Viele Götterläufe ist es nun her, dass Ihr mich mit Eurem Fachwissen dabei unterstützt habt, meiner geliebten Chaliba ein in Rahjas Augen (einigermaßen) guter Ehemann zu sein. Ihr erinnert Euch sicherlich an Euren gelehrsamen, jedoch auch durch sehr dogmatisches Denken abgelenkten Schüler Anaxios. Ich darf Euch berichten, dass meine liebste Chaliba vor einigen Jahren zwei wundervolle Kinder (Ruben und Yasmina) zur Welt gebracht hat, von denen eines (Yasmina) Madas Segen empfing. Diese Kinder bereichern unser Leben sehr und ich möchte Euch sagen, dass Ihr durch Eure unnachgiebigen Lehrmethoden maßgeblich zu diesem Glück beigetragen habt.
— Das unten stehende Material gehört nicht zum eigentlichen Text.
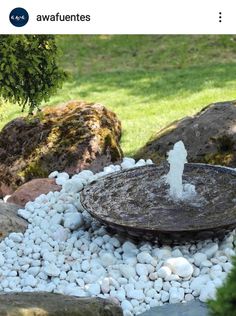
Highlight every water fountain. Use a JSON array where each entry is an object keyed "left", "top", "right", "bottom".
[{"left": 81, "top": 141, "right": 236, "bottom": 243}]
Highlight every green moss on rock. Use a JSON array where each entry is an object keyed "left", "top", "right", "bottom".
[{"left": 0, "top": 101, "right": 122, "bottom": 195}]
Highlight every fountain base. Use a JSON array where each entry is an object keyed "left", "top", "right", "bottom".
[{"left": 81, "top": 164, "right": 236, "bottom": 243}]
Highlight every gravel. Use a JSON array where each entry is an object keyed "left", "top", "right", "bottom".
[{"left": 0, "top": 158, "right": 236, "bottom": 316}]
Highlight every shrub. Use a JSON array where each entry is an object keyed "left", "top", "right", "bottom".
[
  {"left": 208, "top": 257, "right": 236, "bottom": 316},
  {"left": 0, "top": 35, "right": 66, "bottom": 113}
]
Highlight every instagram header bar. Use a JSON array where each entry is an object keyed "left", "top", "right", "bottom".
[{"left": 0, "top": 0, "right": 236, "bottom": 34}]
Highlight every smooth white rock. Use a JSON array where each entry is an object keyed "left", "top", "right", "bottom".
[
  {"left": 136, "top": 263, "right": 148, "bottom": 276},
  {"left": 157, "top": 266, "right": 171, "bottom": 279},
  {"left": 43, "top": 263, "right": 60, "bottom": 276},
  {"left": 160, "top": 290, "right": 170, "bottom": 303},
  {"left": 64, "top": 213, "right": 84, "bottom": 230},
  {"left": 119, "top": 264, "right": 136, "bottom": 279},
  {"left": 193, "top": 252, "right": 207, "bottom": 267},
  {"left": 85, "top": 283, "right": 101, "bottom": 295},
  {"left": 202, "top": 243, "right": 219, "bottom": 259},
  {"left": 169, "top": 287, "right": 184, "bottom": 304},
  {"left": 199, "top": 281, "right": 216, "bottom": 302},
  {"left": 137, "top": 251, "right": 153, "bottom": 263},
  {"left": 164, "top": 257, "right": 193, "bottom": 278},
  {"left": 100, "top": 253, "right": 116, "bottom": 267}
]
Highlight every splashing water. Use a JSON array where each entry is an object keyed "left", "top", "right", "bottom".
[{"left": 166, "top": 141, "right": 196, "bottom": 200}]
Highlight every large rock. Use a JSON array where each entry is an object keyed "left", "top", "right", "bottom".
[
  {"left": 0, "top": 201, "right": 28, "bottom": 240},
  {"left": 136, "top": 101, "right": 236, "bottom": 167},
  {"left": 7, "top": 178, "right": 61, "bottom": 206},
  {"left": 0, "top": 292, "right": 123, "bottom": 316},
  {"left": 0, "top": 101, "right": 122, "bottom": 196},
  {"left": 140, "top": 300, "right": 207, "bottom": 316}
]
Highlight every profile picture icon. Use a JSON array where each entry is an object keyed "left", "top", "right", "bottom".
[{"left": 9, "top": 8, "right": 29, "bottom": 27}]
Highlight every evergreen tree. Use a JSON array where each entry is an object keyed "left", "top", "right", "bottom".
[{"left": 0, "top": 35, "right": 66, "bottom": 114}]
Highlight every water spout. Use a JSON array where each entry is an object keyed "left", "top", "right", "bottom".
[{"left": 166, "top": 141, "right": 187, "bottom": 200}]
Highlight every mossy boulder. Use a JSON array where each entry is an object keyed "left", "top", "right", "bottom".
[
  {"left": 0, "top": 200, "right": 28, "bottom": 241},
  {"left": 0, "top": 101, "right": 122, "bottom": 196},
  {"left": 135, "top": 101, "right": 236, "bottom": 167}
]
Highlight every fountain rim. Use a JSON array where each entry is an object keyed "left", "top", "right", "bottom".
[{"left": 81, "top": 163, "right": 236, "bottom": 234}]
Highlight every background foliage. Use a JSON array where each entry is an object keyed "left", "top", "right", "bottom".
[
  {"left": 208, "top": 258, "right": 236, "bottom": 316},
  {"left": 0, "top": 35, "right": 236, "bottom": 155},
  {"left": 0, "top": 35, "right": 65, "bottom": 113}
]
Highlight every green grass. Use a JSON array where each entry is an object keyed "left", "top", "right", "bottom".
[{"left": 0, "top": 35, "right": 236, "bottom": 155}]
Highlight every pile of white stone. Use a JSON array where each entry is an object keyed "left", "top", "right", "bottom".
[{"left": 0, "top": 158, "right": 236, "bottom": 316}]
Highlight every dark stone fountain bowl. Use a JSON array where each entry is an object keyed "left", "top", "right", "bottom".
[{"left": 81, "top": 164, "right": 236, "bottom": 243}]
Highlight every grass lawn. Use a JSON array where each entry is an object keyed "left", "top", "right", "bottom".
[{"left": 0, "top": 35, "right": 236, "bottom": 156}]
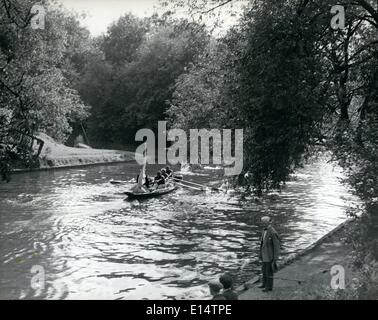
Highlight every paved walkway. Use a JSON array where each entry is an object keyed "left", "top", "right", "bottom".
[{"left": 239, "top": 225, "right": 353, "bottom": 300}]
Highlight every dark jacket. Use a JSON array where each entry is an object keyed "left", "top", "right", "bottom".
[
  {"left": 222, "top": 289, "right": 238, "bottom": 300},
  {"left": 260, "top": 226, "right": 280, "bottom": 262}
]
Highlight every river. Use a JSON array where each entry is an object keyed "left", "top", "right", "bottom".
[{"left": 0, "top": 160, "right": 354, "bottom": 299}]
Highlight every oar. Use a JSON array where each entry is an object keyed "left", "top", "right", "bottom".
[
  {"left": 176, "top": 180, "right": 222, "bottom": 192},
  {"left": 176, "top": 182, "right": 204, "bottom": 191}
]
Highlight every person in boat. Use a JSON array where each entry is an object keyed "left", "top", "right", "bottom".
[
  {"left": 165, "top": 166, "right": 173, "bottom": 178},
  {"left": 209, "top": 280, "right": 226, "bottom": 300},
  {"left": 154, "top": 171, "right": 165, "bottom": 189},
  {"left": 160, "top": 169, "right": 168, "bottom": 179},
  {"left": 131, "top": 174, "right": 149, "bottom": 193}
]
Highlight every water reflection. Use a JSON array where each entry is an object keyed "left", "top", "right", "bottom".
[{"left": 0, "top": 161, "right": 353, "bottom": 299}]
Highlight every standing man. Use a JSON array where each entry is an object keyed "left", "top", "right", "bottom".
[{"left": 259, "top": 216, "right": 280, "bottom": 292}]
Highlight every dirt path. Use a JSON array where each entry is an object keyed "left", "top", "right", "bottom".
[{"left": 239, "top": 222, "right": 354, "bottom": 300}]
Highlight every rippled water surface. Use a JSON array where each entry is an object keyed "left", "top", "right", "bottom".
[{"left": 0, "top": 161, "right": 352, "bottom": 299}]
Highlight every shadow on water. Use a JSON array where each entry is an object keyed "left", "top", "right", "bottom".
[{"left": 0, "top": 161, "right": 354, "bottom": 299}]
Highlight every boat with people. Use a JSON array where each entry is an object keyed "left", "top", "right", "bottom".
[{"left": 125, "top": 183, "right": 178, "bottom": 199}]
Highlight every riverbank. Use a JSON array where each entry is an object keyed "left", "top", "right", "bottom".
[
  {"left": 17, "top": 133, "right": 135, "bottom": 171},
  {"left": 239, "top": 221, "right": 358, "bottom": 300}
]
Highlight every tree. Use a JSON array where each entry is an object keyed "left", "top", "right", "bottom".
[{"left": 0, "top": 0, "right": 87, "bottom": 180}]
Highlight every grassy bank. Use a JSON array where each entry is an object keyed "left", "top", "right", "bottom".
[{"left": 239, "top": 218, "right": 378, "bottom": 300}]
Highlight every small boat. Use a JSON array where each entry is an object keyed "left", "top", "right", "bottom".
[
  {"left": 125, "top": 184, "right": 178, "bottom": 199},
  {"left": 109, "top": 174, "right": 183, "bottom": 185}
]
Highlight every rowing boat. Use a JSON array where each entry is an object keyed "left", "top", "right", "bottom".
[
  {"left": 125, "top": 185, "right": 178, "bottom": 199},
  {"left": 109, "top": 174, "right": 183, "bottom": 185}
]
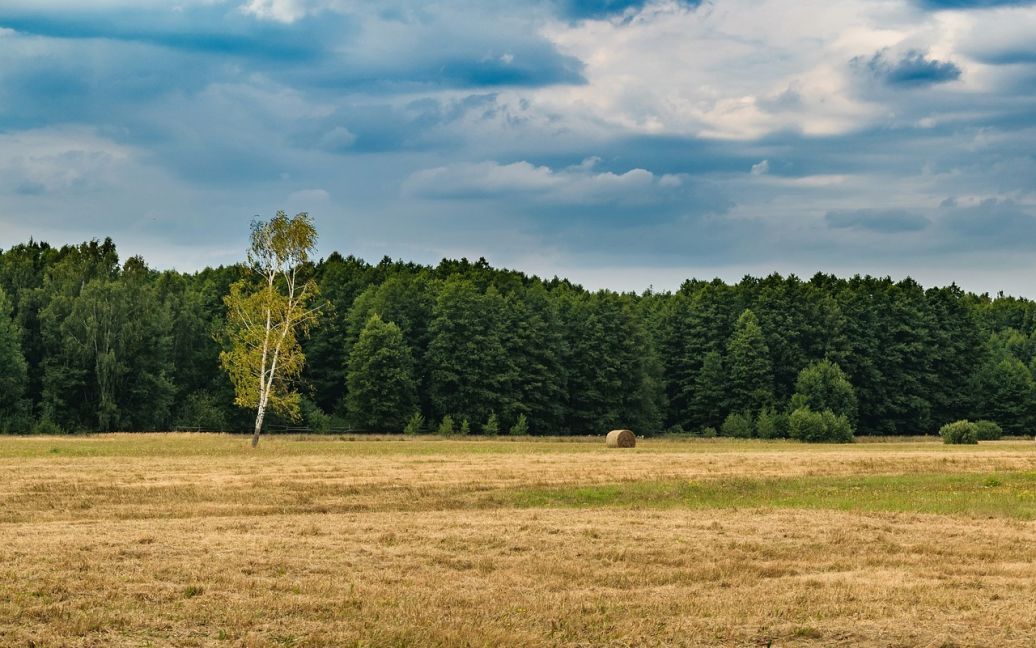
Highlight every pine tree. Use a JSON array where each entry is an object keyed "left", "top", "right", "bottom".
[
  {"left": 727, "top": 309, "right": 774, "bottom": 413},
  {"left": 426, "top": 277, "right": 514, "bottom": 421},
  {"left": 792, "top": 360, "right": 857, "bottom": 421},
  {"left": 0, "top": 287, "right": 29, "bottom": 432},
  {"left": 972, "top": 358, "right": 1036, "bottom": 434},
  {"left": 690, "top": 351, "right": 727, "bottom": 429},
  {"left": 346, "top": 313, "right": 418, "bottom": 431}
]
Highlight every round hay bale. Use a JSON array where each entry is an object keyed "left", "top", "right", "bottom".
[{"left": 605, "top": 430, "right": 637, "bottom": 448}]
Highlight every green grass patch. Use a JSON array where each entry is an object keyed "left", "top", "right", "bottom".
[
  {"left": 0, "top": 432, "right": 1033, "bottom": 459},
  {"left": 488, "top": 472, "right": 1036, "bottom": 519}
]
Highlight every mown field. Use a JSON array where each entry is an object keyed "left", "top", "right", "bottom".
[{"left": 0, "top": 434, "right": 1036, "bottom": 647}]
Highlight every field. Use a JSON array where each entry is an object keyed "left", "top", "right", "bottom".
[{"left": 0, "top": 434, "right": 1036, "bottom": 647}]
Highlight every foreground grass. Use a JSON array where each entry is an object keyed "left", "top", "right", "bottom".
[
  {"left": 0, "top": 434, "right": 1036, "bottom": 647},
  {"left": 497, "top": 472, "right": 1036, "bottom": 520}
]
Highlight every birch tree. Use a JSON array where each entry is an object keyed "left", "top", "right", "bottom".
[{"left": 220, "top": 212, "right": 318, "bottom": 448}]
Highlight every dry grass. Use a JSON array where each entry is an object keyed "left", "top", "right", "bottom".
[{"left": 0, "top": 434, "right": 1036, "bottom": 647}]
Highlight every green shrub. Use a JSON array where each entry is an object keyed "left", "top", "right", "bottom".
[
  {"left": 482, "top": 412, "right": 500, "bottom": 436},
  {"left": 438, "top": 414, "right": 453, "bottom": 435},
  {"left": 787, "top": 407, "right": 853, "bottom": 443},
  {"left": 975, "top": 421, "right": 1004, "bottom": 441},
  {"left": 939, "top": 420, "right": 978, "bottom": 445},
  {"left": 403, "top": 412, "right": 425, "bottom": 434},
  {"left": 511, "top": 414, "right": 528, "bottom": 436},
  {"left": 720, "top": 412, "right": 755, "bottom": 439},
  {"left": 755, "top": 407, "right": 787, "bottom": 439}
]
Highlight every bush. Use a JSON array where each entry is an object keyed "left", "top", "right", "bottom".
[
  {"left": 438, "top": 414, "right": 453, "bottom": 435},
  {"left": 403, "top": 412, "right": 425, "bottom": 435},
  {"left": 939, "top": 420, "right": 978, "bottom": 445},
  {"left": 482, "top": 412, "right": 500, "bottom": 436},
  {"left": 755, "top": 407, "right": 787, "bottom": 439},
  {"left": 975, "top": 421, "right": 1004, "bottom": 441},
  {"left": 787, "top": 407, "right": 853, "bottom": 443},
  {"left": 720, "top": 413, "right": 755, "bottom": 439},
  {"left": 511, "top": 414, "right": 528, "bottom": 436}
]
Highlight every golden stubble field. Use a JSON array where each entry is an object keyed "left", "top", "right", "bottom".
[{"left": 0, "top": 434, "right": 1036, "bottom": 647}]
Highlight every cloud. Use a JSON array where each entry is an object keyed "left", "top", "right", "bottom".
[
  {"left": 0, "top": 0, "right": 1036, "bottom": 289},
  {"left": 919, "top": 0, "right": 1033, "bottom": 10},
  {"left": 853, "top": 50, "right": 960, "bottom": 86},
  {"left": 824, "top": 209, "right": 929, "bottom": 233},
  {"left": 941, "top": 197, "right": 1036, "bottom": 250},
  {"left": 402, "top": 159, "right": 683, "bottom": 204},
  {"left": 557, "top": 0, "right": 700, "bottom": 20}
]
Ich danke Euch (auch im Namen meiner liebsten Chaliba) dafür sehr.

Darüber hinaus möchte ich Euch über die jüngsten Entwicklungen betreffend die Friedensbemühungen unserer geliebten Kaiserin in Kenntnis setzen. Diese betreffen auch die zwölfgöttlichen Kirchen, welche gut daran täten, die künftigen Entwicklungen genauestens zu beobachten.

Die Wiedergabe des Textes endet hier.